Matthew Lynn reports for The (UK) Telegraph, May 7, 2023:
San Francisco should be one of the best retail centres globally; an easy place to sell every kind of luxury good, fashion essentials and high end electronics. The money is there, as well as the people to spend it.
Yet this week, the department store Nordstrom announced it was shutting its locations in the city, joining a growing exodus of big name retailers. Household brands are in despair over the damage inflicted by an ultra-woke local government….
Nordstrom’s announcement was yet another blow for San Francisco’s battered retail industry. The company told employees it would not be renewing its leases at the Westfield Mall, nor at the Nordstrom Rack across the street, due to the “changed dynamics” in the city.
The “deteriorating situation in downtown San Francisco,” Westfield Mall told the Washington Post, has left both customers and staff unsafe.
The retailer is hardly the first to put up the “closing down sale” signs. The upmarket grocery chain Whole Foods has shuttered a flagship store; the H&M, Gap and Banana Republic have all left. While some British high streets risk becoming boarded-up wastelands, they could soon look positively vibrant compared to what used to be known as “the golden city”.

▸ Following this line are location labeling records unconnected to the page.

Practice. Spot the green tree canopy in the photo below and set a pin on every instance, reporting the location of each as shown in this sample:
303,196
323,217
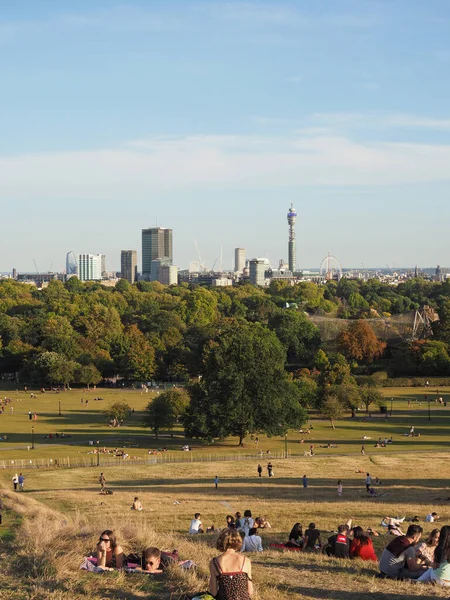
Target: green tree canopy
166,410
118,410
244,387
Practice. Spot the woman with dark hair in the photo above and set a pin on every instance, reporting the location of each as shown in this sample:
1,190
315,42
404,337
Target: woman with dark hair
109,552
441,573
361,545
231,523
296,537
231,572
427,548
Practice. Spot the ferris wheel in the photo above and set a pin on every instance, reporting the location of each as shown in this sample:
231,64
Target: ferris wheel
330,267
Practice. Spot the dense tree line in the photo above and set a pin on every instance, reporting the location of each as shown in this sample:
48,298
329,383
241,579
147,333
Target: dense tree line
83,332
252,357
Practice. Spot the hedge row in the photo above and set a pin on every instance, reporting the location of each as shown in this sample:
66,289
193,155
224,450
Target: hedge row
434,382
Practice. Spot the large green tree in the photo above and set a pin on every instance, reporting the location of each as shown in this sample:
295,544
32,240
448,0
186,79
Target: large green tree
166,410
244,387
299,336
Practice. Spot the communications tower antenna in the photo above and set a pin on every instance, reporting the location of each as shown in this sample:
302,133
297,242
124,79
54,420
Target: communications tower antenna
292,217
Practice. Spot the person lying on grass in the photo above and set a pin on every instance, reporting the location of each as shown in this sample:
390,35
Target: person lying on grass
109,552
426,550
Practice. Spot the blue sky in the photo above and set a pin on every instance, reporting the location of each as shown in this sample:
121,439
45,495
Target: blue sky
211,117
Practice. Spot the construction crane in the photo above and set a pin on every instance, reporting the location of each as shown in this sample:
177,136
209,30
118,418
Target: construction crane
200,261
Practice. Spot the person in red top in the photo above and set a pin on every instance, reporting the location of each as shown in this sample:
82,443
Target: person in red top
361,546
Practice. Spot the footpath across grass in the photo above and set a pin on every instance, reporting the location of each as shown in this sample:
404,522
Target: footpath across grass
63,513
86,422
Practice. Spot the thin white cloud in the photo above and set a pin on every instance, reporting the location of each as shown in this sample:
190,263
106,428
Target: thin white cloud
377,119
144,167
279,13
123,18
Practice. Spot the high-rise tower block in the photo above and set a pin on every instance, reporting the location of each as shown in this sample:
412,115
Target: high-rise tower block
292,217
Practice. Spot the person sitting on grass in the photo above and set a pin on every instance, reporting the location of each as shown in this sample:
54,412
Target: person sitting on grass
109,552
361,545
231,523
426,550
312,538
252,542
339,543
296,537
399,560
440,575
262,523
151,560
432,517
230,573
196,525
246,522
136,504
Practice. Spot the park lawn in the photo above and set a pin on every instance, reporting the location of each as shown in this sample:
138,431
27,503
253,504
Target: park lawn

There is no great mystery here. Under its ultra-woke Mayor, London Breed, San Francisco has been testing out a wide array of faddish, progressive policies. In the wake of the Black Lives Matter protests, Breed was one of the first to jump on the “defund the police” bandwagon, cutting $120 million from the law and order budget.
Sales and corporate taxes have been pushed up. Homelessness has been tolerated right across the city centre. Motorists reportedly leave car windows and doors unlocked to deter overnight break-ins.

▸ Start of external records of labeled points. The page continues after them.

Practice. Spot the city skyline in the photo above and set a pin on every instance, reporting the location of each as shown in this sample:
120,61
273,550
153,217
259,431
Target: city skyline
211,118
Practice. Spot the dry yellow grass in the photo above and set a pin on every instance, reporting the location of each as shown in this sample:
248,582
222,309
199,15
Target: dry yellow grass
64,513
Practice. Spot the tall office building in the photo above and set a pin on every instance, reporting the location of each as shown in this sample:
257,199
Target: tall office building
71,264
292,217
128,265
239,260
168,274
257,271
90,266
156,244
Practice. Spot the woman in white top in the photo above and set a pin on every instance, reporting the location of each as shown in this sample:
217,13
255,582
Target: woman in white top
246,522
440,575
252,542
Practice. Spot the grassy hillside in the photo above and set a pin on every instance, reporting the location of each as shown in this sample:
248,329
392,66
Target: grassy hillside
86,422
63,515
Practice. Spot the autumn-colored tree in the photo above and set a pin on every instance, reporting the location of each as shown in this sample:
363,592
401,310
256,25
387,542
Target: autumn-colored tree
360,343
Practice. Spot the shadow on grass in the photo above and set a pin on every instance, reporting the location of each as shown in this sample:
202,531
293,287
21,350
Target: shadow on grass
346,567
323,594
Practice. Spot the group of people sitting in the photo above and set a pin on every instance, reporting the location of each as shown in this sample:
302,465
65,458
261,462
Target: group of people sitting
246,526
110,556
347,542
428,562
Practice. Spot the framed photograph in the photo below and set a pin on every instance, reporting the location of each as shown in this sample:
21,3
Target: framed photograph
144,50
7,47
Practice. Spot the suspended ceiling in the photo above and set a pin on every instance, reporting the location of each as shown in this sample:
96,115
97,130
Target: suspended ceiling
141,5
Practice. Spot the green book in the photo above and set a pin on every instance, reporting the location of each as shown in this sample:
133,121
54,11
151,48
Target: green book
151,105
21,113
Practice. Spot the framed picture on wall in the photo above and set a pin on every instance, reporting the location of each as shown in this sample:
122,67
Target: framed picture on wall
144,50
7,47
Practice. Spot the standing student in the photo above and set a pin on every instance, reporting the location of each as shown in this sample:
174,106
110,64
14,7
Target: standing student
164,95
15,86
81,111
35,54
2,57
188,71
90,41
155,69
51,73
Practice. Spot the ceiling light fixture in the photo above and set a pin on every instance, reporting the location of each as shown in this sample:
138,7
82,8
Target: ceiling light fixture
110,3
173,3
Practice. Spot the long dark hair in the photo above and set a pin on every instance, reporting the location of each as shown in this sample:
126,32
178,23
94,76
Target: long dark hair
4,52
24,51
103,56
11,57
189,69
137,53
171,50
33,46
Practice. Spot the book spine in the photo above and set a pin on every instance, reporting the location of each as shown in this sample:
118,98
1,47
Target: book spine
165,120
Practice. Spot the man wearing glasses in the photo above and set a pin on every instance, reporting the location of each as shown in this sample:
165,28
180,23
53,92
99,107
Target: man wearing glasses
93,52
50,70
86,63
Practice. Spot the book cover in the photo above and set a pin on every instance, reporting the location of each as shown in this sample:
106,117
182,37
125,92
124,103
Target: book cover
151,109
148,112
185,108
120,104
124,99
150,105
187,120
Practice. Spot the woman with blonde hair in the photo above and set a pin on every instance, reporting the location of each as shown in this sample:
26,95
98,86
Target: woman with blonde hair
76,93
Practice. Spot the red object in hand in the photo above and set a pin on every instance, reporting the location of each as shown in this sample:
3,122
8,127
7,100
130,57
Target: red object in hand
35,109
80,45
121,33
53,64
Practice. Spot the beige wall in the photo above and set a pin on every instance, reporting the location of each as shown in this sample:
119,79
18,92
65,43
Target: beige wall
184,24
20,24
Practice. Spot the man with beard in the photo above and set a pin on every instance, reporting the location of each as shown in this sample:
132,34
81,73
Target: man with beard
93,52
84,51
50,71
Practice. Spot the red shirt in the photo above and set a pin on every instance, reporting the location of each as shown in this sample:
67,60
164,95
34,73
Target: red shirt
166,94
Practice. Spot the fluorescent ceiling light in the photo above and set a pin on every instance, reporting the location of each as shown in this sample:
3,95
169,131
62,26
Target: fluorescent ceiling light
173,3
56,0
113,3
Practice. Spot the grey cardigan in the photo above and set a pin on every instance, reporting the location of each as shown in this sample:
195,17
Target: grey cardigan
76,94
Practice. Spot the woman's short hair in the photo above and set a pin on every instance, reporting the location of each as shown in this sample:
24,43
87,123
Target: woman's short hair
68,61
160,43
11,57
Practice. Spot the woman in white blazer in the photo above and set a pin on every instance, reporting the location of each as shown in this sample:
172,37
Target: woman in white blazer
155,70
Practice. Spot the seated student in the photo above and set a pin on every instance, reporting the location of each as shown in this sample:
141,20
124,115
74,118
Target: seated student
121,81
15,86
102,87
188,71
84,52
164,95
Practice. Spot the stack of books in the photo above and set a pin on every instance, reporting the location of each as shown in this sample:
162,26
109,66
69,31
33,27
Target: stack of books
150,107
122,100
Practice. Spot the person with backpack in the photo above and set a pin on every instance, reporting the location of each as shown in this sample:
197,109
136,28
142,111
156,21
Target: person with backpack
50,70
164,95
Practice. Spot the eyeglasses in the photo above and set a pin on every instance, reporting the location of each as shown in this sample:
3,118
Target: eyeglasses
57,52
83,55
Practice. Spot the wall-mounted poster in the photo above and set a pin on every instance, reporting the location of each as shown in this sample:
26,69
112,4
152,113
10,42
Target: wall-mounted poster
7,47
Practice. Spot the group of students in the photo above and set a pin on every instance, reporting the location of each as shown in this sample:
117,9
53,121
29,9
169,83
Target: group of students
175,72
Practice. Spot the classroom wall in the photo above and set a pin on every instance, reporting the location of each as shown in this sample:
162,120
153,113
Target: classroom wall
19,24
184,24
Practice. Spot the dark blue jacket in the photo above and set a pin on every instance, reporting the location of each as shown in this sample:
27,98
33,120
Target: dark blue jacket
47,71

Last summer, a groups of business officials wrote to officials threatening to stop paying taxes if politicians failed to clear litter from the streets and stop people from openly taking drugs….

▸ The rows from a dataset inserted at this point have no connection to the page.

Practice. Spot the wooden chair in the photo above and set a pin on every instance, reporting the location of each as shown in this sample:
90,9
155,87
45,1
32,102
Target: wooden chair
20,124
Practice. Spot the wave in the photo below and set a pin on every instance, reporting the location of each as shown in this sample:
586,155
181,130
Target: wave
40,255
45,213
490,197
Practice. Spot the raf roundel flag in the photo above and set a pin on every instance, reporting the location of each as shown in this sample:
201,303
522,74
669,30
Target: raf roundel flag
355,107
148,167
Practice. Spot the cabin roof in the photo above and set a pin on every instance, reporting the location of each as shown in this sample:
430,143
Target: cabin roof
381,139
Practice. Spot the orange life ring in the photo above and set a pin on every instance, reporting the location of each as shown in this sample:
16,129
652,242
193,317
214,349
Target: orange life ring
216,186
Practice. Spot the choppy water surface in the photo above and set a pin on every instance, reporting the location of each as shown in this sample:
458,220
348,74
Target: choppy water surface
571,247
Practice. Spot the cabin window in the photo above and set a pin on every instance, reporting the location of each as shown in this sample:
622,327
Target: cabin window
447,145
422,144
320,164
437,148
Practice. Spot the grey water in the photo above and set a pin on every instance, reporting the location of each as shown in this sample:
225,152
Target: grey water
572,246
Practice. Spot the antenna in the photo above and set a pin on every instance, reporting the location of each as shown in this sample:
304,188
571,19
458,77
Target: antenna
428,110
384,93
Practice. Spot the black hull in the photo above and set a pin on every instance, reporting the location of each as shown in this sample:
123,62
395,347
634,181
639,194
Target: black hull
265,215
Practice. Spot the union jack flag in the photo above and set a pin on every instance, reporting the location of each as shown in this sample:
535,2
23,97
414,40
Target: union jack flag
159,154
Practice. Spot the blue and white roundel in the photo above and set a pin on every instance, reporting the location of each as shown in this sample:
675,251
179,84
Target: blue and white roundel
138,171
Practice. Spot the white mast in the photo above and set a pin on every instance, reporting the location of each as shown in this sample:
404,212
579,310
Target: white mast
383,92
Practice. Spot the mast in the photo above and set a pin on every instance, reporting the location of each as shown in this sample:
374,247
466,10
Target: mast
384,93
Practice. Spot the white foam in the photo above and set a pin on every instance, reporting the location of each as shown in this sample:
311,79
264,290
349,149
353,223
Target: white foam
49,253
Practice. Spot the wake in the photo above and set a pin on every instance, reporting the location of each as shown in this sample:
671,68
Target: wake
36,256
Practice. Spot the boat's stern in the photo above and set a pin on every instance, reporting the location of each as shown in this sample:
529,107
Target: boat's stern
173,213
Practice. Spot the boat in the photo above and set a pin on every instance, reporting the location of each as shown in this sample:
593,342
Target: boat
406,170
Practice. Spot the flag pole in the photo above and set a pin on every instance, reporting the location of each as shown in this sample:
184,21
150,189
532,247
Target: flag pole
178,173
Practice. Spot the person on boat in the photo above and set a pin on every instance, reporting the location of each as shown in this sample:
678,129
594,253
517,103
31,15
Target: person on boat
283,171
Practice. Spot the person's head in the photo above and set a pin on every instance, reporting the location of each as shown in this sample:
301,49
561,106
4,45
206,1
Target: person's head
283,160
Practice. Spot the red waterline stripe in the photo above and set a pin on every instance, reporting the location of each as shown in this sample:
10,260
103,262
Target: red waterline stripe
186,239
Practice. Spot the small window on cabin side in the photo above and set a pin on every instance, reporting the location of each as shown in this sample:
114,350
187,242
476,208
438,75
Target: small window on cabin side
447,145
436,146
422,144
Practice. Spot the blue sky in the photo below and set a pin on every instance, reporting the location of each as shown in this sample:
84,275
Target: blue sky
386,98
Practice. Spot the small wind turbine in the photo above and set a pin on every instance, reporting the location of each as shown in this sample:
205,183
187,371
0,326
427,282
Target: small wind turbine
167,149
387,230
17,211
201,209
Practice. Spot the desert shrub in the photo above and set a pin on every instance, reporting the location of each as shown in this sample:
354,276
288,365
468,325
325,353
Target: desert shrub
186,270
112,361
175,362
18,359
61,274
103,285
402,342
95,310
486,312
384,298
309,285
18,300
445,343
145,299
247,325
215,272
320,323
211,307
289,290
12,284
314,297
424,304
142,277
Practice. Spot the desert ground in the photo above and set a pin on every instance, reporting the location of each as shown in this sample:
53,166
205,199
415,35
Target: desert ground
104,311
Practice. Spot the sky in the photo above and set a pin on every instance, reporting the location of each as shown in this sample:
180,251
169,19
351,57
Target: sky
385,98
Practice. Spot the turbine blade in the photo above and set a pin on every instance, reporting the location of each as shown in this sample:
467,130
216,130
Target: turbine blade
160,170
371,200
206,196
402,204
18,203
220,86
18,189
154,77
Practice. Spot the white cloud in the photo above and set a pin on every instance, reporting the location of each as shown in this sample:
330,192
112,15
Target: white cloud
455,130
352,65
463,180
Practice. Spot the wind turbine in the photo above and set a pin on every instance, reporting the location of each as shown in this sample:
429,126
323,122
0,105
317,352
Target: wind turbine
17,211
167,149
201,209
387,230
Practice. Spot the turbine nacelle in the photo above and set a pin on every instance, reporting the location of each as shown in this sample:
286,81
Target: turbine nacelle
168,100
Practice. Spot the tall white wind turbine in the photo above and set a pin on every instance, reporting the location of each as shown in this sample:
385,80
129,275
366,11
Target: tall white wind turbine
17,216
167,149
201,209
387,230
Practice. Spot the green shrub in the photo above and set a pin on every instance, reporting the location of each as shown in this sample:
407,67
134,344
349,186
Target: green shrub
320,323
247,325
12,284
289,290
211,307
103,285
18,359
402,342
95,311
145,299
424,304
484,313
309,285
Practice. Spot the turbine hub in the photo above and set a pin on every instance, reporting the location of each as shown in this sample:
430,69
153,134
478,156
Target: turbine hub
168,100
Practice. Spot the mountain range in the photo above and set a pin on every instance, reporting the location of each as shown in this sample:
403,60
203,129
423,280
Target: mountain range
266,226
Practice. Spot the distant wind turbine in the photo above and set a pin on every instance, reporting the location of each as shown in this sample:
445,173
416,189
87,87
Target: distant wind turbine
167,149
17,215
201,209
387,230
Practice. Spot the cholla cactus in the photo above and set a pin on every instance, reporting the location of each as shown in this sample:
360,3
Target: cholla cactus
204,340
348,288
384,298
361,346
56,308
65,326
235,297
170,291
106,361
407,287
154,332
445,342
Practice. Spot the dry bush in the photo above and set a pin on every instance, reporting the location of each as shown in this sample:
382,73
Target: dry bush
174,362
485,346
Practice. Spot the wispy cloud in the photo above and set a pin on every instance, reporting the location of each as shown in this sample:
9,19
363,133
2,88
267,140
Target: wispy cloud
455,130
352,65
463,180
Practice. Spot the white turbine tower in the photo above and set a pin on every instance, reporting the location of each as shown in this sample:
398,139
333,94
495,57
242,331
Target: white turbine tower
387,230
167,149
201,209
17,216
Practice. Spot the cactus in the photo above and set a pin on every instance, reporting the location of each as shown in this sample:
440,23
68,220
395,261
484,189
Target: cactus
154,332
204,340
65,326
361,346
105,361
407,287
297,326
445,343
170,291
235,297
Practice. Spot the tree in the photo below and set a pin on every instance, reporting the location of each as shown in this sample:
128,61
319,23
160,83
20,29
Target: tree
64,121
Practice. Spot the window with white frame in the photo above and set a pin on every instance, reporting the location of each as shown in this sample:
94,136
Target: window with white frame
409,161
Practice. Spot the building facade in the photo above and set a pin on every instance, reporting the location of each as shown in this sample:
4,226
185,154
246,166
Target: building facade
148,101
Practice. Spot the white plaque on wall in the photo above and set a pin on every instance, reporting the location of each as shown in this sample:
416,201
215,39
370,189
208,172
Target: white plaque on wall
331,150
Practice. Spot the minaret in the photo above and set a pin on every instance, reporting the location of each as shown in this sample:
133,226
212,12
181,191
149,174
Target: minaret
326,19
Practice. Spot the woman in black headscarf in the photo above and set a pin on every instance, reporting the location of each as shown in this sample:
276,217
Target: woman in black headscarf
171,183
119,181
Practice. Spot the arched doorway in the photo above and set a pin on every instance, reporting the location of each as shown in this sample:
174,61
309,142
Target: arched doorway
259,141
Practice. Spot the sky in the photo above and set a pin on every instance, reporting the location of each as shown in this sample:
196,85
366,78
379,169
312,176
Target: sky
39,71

The quality of life has deteriorated steadily in San Francisco, not least for those who cannot afford to escape to the wealthier suburbs. Businesses are shunning the city, perhaps deterred by an increasingly unfavourable local tax, social and regulatory environment.
In 2021, foreign direct investment into new projects in San Francisco fell to their lowest level since 2009. And as shops close, real estate prices are tumbling. Let’s not forget that one of the big reasons the San Francisco based First Republic Bank had to be rescued was because of expected losses on property loans. The city is slipping into a vicious cycle of decline from which it is hard to see any exit….
There is a lesson in the closure of Nordstrom in San Francisco. It is one of the wealthiest places in the world. It has a per capita income of $160,000 (£126,000), according to figures from the Federal Reserve….
It is often complacently assumed that businesses will just take any amount of punishment so long as there are still customers with money to spend. You can push taxes up to any level you like, let crime run out of control, turn the streets over to vagrants, and impose as many virtue-signalling rules and regulations as you can think of, and they will stoically put up with it all because they need the market. San Francisco is a warning that that is simply not true.
There is always a final straw. That was true of Nordstrom and the golden city…. Ultra left local governments can destroy even successful cities – and once it starts it is almost impossible to reverse.